En recevant le président sud-africain dans le bureau ovale, Donald Trump a diffusé des vidéos montrant, selon lui, des "familles entières" d'agriculteurs blancs fuyant leurs terres. Pour le président américain, les agriculteurs blancs sud-africains sont victimes d’un "génocide".
"C'est un génocide qui est en train de se passer" : lors d’une conférence de presse, le 12 mai dernier, Donald Trump affirmait devant les médias que "des fermiers blancs sont brutalement tués et leurs terres confisquées en Afrique du Sud". Quelques mois plus tôt, le 7 février, le président américain signait un décret pour créer une procédure d’asile pour les "réfugiés afrikaners" et encourager leur réinstallation aux États-Unis. Mais c'est lors d'une rencontre avec le président sud-africain Cyril Ramaphosa que Donald Trump a prononcé des affirmations non étayées, présentant devant la presse des vidéos censées montrer des familles d'agriculteurs blancs fuyant leurs terres. Décrivant une situation "terrible", le président américain a soutenu que les fermiers blancs étaient "brutalement tués" et que "leurs terres sont confisquées".

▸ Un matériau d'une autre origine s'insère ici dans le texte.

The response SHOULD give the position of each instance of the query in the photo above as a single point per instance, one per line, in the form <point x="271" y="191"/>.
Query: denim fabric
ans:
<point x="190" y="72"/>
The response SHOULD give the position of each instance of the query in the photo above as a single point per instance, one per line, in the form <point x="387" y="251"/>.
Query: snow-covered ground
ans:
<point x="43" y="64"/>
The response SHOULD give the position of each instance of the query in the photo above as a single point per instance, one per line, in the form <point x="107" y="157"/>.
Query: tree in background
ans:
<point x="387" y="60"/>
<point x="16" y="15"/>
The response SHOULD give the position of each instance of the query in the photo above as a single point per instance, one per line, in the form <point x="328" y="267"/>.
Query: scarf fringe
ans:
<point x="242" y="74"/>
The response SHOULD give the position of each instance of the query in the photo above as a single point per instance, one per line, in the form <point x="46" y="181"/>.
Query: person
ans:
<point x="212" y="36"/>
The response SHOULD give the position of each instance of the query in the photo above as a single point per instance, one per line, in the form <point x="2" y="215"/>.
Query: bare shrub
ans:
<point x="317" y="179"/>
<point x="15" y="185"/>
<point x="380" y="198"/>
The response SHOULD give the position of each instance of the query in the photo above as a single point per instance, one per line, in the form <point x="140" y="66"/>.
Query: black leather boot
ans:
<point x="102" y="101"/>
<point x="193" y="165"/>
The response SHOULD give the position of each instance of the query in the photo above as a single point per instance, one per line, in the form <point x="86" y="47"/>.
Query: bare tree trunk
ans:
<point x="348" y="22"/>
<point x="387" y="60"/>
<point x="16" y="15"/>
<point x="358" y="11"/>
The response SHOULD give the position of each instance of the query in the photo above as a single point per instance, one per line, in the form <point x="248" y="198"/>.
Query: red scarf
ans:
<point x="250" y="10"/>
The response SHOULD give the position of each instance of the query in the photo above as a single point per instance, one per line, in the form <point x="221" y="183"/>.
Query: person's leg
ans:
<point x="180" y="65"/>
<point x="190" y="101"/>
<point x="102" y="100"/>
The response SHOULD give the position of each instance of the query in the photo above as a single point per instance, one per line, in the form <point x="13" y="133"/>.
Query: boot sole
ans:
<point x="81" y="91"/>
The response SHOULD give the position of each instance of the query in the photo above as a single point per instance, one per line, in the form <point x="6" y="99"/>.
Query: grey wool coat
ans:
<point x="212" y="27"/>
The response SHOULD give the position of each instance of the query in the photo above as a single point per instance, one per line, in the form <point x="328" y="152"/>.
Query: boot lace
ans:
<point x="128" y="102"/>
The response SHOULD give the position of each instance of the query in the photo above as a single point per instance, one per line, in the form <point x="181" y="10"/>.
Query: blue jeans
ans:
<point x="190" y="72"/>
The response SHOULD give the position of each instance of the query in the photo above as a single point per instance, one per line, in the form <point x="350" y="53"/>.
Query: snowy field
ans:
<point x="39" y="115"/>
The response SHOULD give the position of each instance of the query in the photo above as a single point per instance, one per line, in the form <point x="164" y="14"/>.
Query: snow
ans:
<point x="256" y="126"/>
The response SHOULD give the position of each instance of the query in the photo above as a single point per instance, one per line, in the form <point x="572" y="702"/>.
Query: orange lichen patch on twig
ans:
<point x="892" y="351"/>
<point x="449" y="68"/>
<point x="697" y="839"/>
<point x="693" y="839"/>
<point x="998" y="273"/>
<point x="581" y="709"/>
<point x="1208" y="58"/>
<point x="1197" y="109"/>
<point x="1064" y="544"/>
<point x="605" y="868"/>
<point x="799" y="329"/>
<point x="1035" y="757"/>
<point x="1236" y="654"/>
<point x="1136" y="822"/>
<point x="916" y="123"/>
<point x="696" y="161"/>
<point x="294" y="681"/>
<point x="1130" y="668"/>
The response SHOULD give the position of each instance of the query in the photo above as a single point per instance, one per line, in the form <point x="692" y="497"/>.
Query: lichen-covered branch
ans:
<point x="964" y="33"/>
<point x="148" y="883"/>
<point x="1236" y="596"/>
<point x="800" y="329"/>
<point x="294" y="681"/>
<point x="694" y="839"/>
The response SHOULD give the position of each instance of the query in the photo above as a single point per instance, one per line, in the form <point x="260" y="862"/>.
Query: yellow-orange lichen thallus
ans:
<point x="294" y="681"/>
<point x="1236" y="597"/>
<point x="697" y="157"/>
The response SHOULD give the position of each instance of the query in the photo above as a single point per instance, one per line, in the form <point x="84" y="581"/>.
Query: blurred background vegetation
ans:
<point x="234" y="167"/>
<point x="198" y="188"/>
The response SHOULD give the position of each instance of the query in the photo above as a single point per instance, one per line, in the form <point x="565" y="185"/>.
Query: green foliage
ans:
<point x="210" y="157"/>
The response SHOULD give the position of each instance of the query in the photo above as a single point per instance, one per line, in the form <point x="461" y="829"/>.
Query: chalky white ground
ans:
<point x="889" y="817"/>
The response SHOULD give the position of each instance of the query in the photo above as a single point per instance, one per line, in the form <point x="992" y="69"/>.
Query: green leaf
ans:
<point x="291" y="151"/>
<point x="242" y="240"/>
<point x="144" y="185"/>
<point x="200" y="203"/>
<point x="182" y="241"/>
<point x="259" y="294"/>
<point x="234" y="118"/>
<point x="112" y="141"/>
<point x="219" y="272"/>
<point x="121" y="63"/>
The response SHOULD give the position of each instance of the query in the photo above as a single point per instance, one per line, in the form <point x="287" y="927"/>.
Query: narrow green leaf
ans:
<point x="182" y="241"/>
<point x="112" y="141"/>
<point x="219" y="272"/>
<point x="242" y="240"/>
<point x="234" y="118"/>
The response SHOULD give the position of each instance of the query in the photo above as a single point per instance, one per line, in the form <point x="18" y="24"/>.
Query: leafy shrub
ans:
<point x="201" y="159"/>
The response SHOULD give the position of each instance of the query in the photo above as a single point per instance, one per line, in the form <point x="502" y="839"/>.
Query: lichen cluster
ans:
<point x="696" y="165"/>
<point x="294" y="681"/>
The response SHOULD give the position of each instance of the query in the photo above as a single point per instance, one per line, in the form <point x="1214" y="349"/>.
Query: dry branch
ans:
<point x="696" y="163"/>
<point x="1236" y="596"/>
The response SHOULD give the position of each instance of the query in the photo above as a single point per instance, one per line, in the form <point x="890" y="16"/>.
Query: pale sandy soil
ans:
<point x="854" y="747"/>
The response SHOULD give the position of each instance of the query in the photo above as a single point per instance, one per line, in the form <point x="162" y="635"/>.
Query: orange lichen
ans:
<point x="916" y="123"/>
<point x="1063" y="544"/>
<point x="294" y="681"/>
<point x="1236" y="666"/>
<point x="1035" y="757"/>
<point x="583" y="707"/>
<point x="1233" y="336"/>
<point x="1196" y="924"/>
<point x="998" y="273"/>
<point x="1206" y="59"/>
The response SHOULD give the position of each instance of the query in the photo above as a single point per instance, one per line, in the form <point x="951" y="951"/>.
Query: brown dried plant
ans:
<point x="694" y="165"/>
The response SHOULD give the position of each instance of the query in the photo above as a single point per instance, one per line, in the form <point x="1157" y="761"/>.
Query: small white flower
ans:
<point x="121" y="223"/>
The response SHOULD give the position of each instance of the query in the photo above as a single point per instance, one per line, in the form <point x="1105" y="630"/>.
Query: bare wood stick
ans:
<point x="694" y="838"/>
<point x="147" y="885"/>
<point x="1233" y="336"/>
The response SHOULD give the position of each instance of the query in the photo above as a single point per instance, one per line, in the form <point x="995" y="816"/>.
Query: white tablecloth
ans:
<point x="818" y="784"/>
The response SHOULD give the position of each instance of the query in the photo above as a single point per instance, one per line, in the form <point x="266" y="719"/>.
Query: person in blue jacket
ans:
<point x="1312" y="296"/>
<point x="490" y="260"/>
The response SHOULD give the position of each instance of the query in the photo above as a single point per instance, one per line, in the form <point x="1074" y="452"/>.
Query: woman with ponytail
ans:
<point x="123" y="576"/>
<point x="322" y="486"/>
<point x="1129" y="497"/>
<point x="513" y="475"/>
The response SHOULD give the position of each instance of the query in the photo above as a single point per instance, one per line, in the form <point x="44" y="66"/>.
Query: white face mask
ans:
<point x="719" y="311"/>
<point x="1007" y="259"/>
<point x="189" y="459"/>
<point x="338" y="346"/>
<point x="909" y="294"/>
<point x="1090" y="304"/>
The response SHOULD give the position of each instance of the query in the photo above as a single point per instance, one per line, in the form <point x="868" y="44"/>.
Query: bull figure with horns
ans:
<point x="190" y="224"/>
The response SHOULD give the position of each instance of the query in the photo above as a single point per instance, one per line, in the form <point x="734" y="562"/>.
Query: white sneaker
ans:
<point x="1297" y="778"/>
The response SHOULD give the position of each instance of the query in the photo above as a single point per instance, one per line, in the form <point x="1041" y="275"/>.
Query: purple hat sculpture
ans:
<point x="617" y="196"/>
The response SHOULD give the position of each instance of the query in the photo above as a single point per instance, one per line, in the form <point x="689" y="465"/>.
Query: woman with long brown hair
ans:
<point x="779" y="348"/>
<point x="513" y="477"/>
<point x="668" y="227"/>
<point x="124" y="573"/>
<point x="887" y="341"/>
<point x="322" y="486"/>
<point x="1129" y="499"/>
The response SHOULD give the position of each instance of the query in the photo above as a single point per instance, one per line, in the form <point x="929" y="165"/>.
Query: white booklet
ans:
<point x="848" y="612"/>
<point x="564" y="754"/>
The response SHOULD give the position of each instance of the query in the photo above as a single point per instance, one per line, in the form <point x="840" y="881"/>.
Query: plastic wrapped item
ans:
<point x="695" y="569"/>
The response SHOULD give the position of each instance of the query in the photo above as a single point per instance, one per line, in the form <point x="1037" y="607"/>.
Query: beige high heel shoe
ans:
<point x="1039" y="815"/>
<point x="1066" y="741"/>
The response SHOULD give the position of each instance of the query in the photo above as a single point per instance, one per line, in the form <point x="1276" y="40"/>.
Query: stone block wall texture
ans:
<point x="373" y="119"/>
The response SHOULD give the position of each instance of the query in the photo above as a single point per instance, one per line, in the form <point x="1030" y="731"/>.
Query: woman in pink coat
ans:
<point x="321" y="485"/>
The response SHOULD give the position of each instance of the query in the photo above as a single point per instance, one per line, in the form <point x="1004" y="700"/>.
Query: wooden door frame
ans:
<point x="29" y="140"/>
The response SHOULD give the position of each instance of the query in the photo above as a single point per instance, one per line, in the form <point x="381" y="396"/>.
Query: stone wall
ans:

Mais aucune donnée ne permet aujourd'hui de parler ni de génocide ni de persécution systématique des Blancs en Afrique du Sud. "Donald Trump va enchaîner les contre-vérités en sortant des documents, vidéos ou des images complètement de leur contexte", explique Rudy Reichstadt, directeur de Conspiracy Watch. Il a notamment montré des croix blanches présentées comme des tombes, ou des images filmées en République démocratique du Congo et non en Afrique du Sud.
La théorie du "génocide blanc" n'est pas nouvelle : elle provient notamment de David Lane. Cet activiste raciste, antisémite et néonazi américain, qui a milité dans des groupes suprémacistes blancs comme le Ku Klux Klan et l'Aryan Nations, est l'auteur du célèbre slogan des "14 mots" : "We must secure the existence of our people and a future for white children" (Nous devons préserver l'existence de notre peuple et l'avenir des enfants blancs). Cette phrase incarne l'idée que les Blancs sont une minorité menacée par un génocide et qu'il faut lutter par tous les moyens, y compris la violence.
En Europe, cette théorie est souvent liée au concept du "Grand Remplacement", popularisé par l'écrivain d'extrême droite Renaud Camus. Le "Grand remplacement" postule une substitution supposée des populations européennes dites "de souche" par des immigrés extra-européens, principalement venus d'Afrique. Renaud Camus décrit ce processus comme un "génocide par substitution".
Rudy Reichstadt fait le lien entre ces concepts : "Dans les deux cas, de toute façon, il y a cette idée d'un génocide, donc d'une intention criminelle de faire disparaître une population soit par la submersion migratoire, soit par la violence active simplement".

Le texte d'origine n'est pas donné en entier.